Unfortunately, despite many phone calls and e-mails to various doctors, hospitals, and aid organizations around the region and across the country, we have not been able to find a hospital in this country willing to take on Musa's treatment. In addition, every professional we talked to felt that bringing Musa and his mother to the US for treatment would be far more disruptive to him and his family than it would be helpful. And, because these hospitals were not able to donate their services, raising the hundreds of thousands of dollars it would take to bring him here doesn't seem like a feasible plan in such trying economic times. In fact, all of the hospitals and many of the organizations we approached told us that their budgets for such aid had been cut, and they have to focus on children in the US and immediate region.

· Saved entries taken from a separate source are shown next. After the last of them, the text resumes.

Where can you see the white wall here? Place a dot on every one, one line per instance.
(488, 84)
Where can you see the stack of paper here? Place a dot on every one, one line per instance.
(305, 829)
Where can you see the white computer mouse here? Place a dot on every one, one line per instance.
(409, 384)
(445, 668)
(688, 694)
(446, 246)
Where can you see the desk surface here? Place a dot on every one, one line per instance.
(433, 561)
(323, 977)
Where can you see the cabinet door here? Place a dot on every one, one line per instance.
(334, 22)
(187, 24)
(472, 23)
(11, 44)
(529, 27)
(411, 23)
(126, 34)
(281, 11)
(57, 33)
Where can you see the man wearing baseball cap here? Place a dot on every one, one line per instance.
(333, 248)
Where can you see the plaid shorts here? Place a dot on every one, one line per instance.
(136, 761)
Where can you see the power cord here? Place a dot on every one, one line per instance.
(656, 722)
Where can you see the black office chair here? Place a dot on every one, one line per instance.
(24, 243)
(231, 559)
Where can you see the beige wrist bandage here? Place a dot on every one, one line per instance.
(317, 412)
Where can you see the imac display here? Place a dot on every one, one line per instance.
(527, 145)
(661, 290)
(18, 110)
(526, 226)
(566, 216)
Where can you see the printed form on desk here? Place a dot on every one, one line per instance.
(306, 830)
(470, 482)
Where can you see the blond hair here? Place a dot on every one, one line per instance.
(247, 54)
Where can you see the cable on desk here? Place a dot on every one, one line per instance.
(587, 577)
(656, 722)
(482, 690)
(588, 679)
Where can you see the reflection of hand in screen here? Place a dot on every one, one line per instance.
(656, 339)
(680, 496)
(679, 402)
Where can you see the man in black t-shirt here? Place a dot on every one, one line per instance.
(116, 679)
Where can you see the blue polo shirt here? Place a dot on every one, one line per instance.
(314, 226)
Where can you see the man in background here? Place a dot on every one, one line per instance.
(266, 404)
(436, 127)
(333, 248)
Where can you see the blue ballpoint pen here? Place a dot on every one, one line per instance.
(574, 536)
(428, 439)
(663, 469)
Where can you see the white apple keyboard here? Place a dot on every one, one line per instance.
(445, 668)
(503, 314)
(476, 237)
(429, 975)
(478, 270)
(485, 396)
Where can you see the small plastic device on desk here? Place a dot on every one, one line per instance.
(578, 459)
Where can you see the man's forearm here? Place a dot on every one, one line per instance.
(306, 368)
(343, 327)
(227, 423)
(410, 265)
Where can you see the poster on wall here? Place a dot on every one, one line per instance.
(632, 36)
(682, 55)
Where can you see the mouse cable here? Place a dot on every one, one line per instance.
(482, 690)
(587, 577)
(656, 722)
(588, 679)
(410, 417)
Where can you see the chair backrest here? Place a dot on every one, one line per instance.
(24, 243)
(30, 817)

We've decided, therefore, to focus our aid to Musa in a more practical way. We have been able to secure free and reduced-cost medical supplies for Musa through Hollister International, for as long as he needs them. This provides a huge amount of support for Musa and his family, and we are happy to have been able to help in this way, at least. We also have opened a special fund at my church for Musa to help the family get him medical treatment in Africa. Musa's uncle, who lives here in Delaware, has opened communication a few people in Ghana, in the hopes that medical treatment might be available for Musa at the children's hospital in Accra. We have already provided the family money so they could get passports for Musa and his mother, and we are hopeful that this hospital in Ghana may be a good option. Then the money we have raised so far can be used for Musa's travel and medical expenses in Ghana -- which is a much more feasible trip, obviously.

I'm writing today for a couple of reasons: First, to update you on our endeavors, because you have asked me of our progress, and because you have prayed for Musa and for me during this last year. I can't tell you how much I appreciate your support, suggestions, and prayers. Second, many of you have asked if you can help in any way financially. Please know I am not asking you to give money unless you feel absolutely compelled, because really, I don't know how the money will ultimately be used, other than to help Musa in some way. However, if you do feel called to help with a small donation, you may send a check payable to Trinity Presbyterian Church, 1120 Darley Rd, Wilmington DE 19810. Mark your check "Musa" on the notes line.


You don't have to let me know if you plan to contribute, but we're hoping to wrap our fundraising up in the coming week. If you have any questions and would like to contact the church directly, please call 302-475-5495 or e-mail Barbara Price-Martin at barbarapricemartin@trinitypresby.org.

Thank you for all your prayers and support -- even though most of you knew I'd bitten off more than I could chew, you all have been so encouraging and hopeful. This was truly a learning experience, and although I am disappointed that I didn't meet my ultimate goal, I feel satisfied knowing that Musa will receive continued care, and quite possibly the medical treatment he needs in Ghana. I have felt strongly through this whole process that just showing this child and his mother our love is more precious than any amount of money we could give them.


Please keep Musa and his family in your prayers. As the family keeps reminding me, with God, all things are possible. I hope to someday post another update -- with a photo of this beautiful kid, smiling and happy and whole!